J Esthet Restor Dent. 2006;18(6):312-23; discussion 324-5.
Balshi SF, Wolfinger GJ, Balshi TJ.
CM Ceramics USA, Mahwah, NJ, USA. firstname.lastname@example.org
This report describes a protocol that uses computer technology and medical imaging to virtually place anterior and posterior dental implants and to construct a precise surgical template and prosthesis, which is connected at the time of implant placement. This procedure drastically reduces patient office time, surgical treatment time, and the degree of post-treatment recovery. Patients with an edentulous arch or a partially edentulous area had a denture with radiopaque markers constructed for computed tomography (CT) scans of the appropriate jaw. The CT images, having acquisition slices of 0.4 mm, are transposed in a three-dimensional image-based program for planning and strategic placement of dental implants. After virtual implant placement on the computer, the surgical treatment plan is sent to a manufacturing facility for construction of the surgical template. The manufactured surgical components and surgical template arrive on the clinical site. From the surgical template, the dental laboratory retro-engineers the master cast, articulates it with the opposing dentition based on a duplicate of the scanning denture, and creates the prosthesis. Using the surgical template, minimally invasive surgery is performed without a flap, and the prosthesis is delivered, achieving immediate functional loading to the implants. Minor occlusal adjustments are made. The total surgical treatment time required is typically between 30 and 60 minutes. Postoperative symptoms such as pain, swelling, and inflammation are dramatically reduced.

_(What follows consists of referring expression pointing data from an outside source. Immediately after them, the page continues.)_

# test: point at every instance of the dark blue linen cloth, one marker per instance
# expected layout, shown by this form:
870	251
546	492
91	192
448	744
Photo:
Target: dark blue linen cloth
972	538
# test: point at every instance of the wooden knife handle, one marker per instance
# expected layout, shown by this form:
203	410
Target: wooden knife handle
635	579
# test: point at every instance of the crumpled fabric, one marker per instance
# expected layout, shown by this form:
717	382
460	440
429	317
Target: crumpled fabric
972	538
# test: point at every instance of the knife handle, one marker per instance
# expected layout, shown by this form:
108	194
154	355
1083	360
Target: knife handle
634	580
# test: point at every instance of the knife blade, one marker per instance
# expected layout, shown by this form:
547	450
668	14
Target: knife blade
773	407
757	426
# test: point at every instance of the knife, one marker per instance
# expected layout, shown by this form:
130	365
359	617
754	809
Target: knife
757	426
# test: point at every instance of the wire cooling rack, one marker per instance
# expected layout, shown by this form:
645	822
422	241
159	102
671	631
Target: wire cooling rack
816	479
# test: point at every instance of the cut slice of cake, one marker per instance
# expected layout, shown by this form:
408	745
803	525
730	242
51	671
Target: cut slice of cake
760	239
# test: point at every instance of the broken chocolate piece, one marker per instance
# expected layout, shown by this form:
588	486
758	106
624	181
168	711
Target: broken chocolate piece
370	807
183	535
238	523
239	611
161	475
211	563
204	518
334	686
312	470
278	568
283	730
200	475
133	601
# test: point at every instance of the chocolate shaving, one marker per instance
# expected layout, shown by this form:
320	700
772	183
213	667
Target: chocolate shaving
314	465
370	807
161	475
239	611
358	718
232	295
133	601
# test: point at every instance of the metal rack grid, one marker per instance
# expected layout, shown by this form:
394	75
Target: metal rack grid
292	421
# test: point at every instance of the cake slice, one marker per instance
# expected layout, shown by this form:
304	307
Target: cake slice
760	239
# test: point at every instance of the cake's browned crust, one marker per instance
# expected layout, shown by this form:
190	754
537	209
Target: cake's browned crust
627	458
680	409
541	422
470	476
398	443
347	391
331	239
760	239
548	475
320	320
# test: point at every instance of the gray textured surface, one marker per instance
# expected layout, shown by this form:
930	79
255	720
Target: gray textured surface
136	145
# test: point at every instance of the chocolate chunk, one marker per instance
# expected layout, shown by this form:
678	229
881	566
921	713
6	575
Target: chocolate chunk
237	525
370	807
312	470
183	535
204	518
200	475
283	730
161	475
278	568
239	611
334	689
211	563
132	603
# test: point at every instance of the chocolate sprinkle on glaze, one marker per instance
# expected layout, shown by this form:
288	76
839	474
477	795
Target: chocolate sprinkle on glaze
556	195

CLINICAL SIGNIFICANCE: Identification of the bone in relationship to the tooth position via three-dimensional CT prior to surgery allows the clinician to precisely place implants. Computer-aided design/computer-assisted manufacture technology using the three-dimensional images allows for fabrication of the surgical template. This is a significant advancement in implant dentistry and promotes interdisciplinary approaches to patient treatment. The implant surgeon and restorative dentist can agree upon implant locations and screw access locations prior to the surgical episode.